Fetching latest checkpoint can get stuck

Question

Fetching latest checkpoint can get stuck

morph-dev opened this issue 9 months ago · comments

Many tests on circleci were failing yesterday, and in most cases because there was no output for 10 minutes.
This doesn't happen frequently, but it's not the first time it happens.
It also doesn't happen completely randomly, meaning when it starts happening it affects most tests running at that time (so only solution is to wait and try few hours later).

Luckily, it happened on my machine as well and I noticed that one test was completely stuck: test_fetch_latest_checkpoints.

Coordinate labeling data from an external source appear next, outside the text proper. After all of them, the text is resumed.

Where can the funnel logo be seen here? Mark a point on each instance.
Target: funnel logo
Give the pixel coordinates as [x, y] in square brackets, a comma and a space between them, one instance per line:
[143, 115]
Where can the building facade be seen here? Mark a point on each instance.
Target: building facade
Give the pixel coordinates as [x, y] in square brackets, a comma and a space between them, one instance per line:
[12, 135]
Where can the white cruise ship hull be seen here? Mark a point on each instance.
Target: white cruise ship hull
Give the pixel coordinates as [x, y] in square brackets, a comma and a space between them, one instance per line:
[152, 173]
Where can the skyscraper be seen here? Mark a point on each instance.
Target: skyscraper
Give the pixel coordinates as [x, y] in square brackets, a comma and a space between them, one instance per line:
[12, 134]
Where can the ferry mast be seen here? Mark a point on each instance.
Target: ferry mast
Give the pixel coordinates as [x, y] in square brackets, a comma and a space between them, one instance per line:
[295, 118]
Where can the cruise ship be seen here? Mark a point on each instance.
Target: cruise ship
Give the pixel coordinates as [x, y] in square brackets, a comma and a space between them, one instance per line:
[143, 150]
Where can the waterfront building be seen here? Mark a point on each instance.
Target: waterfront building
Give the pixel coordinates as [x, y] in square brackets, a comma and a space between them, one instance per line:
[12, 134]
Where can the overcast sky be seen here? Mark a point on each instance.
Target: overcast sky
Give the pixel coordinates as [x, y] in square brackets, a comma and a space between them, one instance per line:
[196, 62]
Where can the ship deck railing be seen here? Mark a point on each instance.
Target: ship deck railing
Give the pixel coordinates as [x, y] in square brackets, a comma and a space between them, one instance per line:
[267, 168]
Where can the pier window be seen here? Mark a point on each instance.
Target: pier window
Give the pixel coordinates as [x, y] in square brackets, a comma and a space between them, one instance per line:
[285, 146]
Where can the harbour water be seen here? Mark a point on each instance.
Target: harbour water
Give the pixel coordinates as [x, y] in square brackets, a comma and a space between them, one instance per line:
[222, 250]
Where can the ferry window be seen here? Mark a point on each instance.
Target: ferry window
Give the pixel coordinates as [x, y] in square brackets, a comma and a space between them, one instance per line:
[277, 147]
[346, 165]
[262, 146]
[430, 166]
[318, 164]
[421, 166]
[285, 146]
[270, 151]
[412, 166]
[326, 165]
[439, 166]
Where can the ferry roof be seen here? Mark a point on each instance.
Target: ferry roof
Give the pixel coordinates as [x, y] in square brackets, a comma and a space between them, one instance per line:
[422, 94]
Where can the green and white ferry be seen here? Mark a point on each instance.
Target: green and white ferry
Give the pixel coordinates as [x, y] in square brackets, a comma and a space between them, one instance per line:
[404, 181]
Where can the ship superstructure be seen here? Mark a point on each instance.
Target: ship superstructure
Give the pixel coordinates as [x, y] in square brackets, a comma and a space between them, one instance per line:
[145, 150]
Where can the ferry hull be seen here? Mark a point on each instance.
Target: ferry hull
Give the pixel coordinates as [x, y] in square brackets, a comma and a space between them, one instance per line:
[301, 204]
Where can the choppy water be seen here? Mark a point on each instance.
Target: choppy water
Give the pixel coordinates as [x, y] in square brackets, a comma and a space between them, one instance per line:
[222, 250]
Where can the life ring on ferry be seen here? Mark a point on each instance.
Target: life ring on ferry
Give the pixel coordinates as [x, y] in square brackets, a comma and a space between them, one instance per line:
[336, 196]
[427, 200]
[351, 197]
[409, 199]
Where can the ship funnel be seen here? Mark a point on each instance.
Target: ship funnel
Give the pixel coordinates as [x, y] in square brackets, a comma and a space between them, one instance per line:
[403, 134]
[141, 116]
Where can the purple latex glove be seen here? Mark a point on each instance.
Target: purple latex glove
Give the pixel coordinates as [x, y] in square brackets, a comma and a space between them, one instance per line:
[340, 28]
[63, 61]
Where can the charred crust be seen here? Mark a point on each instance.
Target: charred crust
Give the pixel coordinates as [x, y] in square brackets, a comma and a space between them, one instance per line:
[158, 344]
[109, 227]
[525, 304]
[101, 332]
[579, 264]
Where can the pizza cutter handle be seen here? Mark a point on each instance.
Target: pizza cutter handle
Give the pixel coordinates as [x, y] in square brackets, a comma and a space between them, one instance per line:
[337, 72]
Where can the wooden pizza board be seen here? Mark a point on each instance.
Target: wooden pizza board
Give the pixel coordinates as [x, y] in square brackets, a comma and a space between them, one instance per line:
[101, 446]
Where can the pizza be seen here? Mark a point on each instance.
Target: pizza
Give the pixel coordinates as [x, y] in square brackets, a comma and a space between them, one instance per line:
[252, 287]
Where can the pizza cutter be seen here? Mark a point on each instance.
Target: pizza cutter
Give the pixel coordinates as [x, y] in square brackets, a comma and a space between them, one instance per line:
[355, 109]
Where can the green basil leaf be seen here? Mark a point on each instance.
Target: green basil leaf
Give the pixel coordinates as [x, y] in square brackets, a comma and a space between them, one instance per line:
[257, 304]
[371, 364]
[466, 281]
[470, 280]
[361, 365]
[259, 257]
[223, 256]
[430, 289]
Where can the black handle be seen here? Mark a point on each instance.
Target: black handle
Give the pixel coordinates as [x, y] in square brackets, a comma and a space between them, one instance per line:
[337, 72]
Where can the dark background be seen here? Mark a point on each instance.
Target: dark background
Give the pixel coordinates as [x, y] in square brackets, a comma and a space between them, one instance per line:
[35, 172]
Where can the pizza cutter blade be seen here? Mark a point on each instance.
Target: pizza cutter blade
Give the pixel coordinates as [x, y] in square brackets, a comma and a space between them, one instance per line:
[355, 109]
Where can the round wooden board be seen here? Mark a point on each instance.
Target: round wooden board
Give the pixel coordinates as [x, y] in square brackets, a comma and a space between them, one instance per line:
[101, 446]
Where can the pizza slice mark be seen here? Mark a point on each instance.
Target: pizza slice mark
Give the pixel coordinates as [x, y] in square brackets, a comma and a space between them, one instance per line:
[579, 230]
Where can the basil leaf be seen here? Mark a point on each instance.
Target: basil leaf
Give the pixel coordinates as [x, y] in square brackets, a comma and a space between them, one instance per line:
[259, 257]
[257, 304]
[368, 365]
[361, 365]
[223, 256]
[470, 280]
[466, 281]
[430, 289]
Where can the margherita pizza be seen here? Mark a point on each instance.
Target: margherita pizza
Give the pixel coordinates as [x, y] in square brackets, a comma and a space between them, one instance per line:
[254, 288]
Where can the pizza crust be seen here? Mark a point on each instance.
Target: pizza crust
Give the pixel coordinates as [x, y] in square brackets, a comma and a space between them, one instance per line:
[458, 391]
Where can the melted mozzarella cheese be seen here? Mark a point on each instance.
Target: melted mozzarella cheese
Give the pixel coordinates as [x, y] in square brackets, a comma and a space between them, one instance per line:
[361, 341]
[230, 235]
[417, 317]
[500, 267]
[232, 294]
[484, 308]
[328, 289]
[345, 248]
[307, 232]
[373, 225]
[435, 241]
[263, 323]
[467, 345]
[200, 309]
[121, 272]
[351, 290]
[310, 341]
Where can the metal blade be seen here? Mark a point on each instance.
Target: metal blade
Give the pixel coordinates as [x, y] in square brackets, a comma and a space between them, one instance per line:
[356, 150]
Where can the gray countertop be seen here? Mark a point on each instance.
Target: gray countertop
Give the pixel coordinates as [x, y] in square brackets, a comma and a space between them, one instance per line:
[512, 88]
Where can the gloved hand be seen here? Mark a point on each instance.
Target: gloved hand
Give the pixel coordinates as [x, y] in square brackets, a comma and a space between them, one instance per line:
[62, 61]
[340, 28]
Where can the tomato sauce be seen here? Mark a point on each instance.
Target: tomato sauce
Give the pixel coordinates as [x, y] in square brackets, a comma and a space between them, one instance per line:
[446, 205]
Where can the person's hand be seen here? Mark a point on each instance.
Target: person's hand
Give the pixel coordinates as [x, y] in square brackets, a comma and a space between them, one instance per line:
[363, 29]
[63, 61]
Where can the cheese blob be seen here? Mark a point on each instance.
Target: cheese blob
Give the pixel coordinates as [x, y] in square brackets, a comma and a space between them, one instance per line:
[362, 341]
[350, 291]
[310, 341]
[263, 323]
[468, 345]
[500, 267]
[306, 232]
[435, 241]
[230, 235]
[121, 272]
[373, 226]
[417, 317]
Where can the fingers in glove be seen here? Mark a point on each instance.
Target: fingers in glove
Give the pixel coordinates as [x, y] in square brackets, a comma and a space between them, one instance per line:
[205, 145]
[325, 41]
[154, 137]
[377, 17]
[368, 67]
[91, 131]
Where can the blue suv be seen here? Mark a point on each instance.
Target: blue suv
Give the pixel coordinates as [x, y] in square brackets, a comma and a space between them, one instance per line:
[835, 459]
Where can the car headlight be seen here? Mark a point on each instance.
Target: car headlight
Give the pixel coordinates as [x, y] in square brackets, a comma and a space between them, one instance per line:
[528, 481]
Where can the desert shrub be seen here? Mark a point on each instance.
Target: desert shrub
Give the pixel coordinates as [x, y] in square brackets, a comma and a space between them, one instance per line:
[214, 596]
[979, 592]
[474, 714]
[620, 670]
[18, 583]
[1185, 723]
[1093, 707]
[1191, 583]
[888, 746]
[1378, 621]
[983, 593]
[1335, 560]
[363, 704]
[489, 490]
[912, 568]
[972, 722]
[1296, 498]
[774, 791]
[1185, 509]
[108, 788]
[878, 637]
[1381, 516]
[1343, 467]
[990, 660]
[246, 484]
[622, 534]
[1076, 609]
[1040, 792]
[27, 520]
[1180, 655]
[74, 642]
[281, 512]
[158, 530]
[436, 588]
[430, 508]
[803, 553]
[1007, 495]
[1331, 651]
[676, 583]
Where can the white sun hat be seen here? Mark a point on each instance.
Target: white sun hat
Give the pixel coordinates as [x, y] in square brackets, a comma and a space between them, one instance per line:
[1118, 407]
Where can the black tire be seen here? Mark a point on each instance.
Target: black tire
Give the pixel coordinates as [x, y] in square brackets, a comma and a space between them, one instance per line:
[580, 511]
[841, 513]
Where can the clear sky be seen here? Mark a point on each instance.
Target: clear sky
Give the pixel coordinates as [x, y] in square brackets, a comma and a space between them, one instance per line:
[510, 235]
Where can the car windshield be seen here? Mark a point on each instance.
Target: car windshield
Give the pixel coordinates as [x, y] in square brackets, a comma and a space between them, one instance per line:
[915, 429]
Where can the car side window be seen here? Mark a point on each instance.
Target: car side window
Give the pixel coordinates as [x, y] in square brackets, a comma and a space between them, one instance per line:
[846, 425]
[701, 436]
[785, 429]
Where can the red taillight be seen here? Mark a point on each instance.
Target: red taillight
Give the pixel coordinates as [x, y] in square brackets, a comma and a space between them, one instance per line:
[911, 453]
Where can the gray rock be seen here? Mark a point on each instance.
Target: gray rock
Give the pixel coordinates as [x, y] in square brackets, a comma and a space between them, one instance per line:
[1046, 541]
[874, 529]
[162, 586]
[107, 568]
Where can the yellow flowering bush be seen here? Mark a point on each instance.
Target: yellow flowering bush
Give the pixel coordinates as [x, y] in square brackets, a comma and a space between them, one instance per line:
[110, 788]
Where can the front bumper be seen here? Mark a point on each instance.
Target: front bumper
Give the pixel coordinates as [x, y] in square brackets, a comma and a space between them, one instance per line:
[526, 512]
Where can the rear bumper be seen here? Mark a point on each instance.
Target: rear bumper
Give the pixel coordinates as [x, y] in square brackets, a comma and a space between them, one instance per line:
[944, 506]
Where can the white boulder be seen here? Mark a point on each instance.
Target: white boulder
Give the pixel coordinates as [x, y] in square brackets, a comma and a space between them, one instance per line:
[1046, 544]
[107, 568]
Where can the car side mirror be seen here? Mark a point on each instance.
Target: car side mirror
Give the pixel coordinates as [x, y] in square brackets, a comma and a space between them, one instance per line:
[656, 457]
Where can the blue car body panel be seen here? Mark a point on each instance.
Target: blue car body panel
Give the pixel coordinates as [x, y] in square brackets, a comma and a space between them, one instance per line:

After a bit of digging, it seems that we are fetching checkpoints from multiple sources and if any of them is stuck, entire function (fetch_latest_checkpoints) is. I'm guessing that one of the sources has some issues every now and then and we don't recover properly.

Another issue is that we are using actual data from the internet and spamming real servers for no reason (we should use mock data in tests).

I propose two improvements that we can do here, and I think we should do both:

add timeout to our request. I don't know why they don't fail on their own (maybe library doesn't support that?).

improves app functionality
probably fixes tests (because we have multiple sources), at least they will not get stuck, but we will still spam real servers when we run tests

don't fetch data from the internet during tests (use mock server)

fixes our tests
prevents us from unnecessarily spamming real servers
doesn't improve our app (actual app can still get stuck). It might not be that bad as it happens only once and only in fallback case (at least to my understanding)

Nick Gheorghita · Answer 1 · Thu Feb 01 2024 22:48:31 GMT+0800 (China Standard Time)

Just to add a bit of context - #1099 (comment)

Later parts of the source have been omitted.